Remi::SourceToTargetMap.apply(df) do
  map source(:a, :b) .target(:ab)
    .transform(->(row) { "#{row[:a]}#{row[:b]}" })
end

df[:ab].to_a #=> ['a1b1', 'a2b2', 'a3b3']

zero-to-many/one-to-many/many-to-many - These maps expect that the lambda accepts a row object as an argument. The row object is then modified in place, which is used to populate the targets. The return value of the lambda is ignored.

Remi::SourceToTargetMap.apply(df) do
  map source(:a, :b) .target(:aprime, :ab)
    .transform(->(row) {
      row[:aprime] = row[:a]
      row[:ab] = "#{row[:a]}#{row[:b]}"
    })
end

df[:aprime].to_a #=> ['a1prime', 'a2prime', 'a3prime']
df[:ab].to_a #=> ['a1b1', 'a2b2', 'a3b3']

zero-to-one - These maps expect that the lambda accepts no arguments and returns the result of some operation, which is used to populate the target.

Remi::SourceToTargetMap.apply(df) do
  counter = 1.upto(3).to_a
  map target(:counter)
    .transform(->() { counter.pop })
end

df[:counter].to_a #=> [1, 2, 3]

Business Rules

TODO: Description of writing Business Rules.

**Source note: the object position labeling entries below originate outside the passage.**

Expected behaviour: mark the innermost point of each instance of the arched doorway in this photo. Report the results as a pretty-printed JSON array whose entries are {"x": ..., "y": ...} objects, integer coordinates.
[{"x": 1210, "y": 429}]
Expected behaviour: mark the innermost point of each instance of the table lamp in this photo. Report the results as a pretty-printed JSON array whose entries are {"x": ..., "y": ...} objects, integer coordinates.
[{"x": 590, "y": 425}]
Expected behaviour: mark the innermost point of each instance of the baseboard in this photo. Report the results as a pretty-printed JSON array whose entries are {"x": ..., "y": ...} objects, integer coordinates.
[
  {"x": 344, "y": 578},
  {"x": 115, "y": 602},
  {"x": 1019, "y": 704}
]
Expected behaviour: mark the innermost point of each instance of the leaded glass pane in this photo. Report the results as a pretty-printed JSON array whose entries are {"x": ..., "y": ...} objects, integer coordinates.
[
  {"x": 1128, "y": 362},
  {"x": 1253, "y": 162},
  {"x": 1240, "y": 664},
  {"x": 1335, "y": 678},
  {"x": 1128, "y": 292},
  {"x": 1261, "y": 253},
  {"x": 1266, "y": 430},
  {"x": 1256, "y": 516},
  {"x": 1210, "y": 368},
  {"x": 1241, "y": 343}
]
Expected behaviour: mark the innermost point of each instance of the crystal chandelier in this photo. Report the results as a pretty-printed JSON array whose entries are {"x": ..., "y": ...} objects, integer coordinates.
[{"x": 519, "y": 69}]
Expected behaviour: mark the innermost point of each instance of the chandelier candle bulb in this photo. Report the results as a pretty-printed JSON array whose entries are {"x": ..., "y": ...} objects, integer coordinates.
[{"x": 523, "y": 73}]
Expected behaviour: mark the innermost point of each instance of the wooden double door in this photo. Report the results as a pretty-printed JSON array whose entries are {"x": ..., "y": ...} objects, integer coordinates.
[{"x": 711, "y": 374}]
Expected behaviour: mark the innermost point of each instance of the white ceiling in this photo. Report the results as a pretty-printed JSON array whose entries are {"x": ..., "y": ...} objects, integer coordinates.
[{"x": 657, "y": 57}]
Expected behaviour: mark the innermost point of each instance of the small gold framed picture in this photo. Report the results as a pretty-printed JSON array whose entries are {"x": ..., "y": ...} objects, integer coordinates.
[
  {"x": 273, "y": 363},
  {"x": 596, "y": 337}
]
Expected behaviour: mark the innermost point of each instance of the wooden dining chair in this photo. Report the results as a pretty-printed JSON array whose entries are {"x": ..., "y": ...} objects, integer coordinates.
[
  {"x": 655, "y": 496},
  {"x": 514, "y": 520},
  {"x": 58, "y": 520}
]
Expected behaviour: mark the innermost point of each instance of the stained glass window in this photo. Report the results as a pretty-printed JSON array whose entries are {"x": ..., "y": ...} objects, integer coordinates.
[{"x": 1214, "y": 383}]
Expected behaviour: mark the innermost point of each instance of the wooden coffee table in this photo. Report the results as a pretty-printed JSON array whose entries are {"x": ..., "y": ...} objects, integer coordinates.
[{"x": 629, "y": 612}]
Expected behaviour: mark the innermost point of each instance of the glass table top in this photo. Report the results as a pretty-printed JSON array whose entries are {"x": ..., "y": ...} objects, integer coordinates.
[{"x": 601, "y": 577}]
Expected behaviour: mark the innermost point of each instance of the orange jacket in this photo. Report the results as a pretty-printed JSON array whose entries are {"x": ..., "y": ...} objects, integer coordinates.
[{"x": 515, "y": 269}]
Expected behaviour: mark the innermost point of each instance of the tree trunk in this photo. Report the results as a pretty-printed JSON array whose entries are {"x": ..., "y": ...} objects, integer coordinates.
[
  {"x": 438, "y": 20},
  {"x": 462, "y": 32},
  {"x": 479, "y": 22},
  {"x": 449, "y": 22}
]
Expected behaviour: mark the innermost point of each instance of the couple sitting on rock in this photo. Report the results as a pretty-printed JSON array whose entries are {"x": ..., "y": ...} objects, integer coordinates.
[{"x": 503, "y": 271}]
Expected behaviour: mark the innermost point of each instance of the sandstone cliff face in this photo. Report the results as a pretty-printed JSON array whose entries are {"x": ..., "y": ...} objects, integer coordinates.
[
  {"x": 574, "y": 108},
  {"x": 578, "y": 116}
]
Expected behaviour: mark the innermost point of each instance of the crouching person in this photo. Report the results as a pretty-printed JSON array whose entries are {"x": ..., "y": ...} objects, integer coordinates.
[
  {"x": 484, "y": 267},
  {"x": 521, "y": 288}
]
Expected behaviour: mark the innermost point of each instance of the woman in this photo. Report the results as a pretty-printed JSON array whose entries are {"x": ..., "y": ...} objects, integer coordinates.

Conventions to follow when writing features

  • Sources, targets, examples, field names enclosed in single quotes - 'field name'
  • Field values enclosed in double quotes - "field value"
  • Special functions enclosed in stars - *function*
  • Example values encolsed in angular brackets - <example>

Write whatever in scenario and feature descriptions

Common step library

Given the job is 'My Cool Job' Given the job source 'Client File' Given the job source 'Salesforce Extract' Given the job target 'Salesforce Contact'`

Given the following example record called 'my killer example record':
  | Id   | Name                |
  | 1234 | OneTwoThreeFour     |

... etc ...

Business Rule Validation

TODO: Description of how to write Business Rule validations.

Contributing

The best way to contribute would be to try it out and provide as much feedback as possible.

If you want to develop the Remi framework then just fork, code, pull request, repeat. Try to follow the Ruby style guide and suggest other best practices. I'm very interested in getting other ETL developers contribute their own perspective to the project.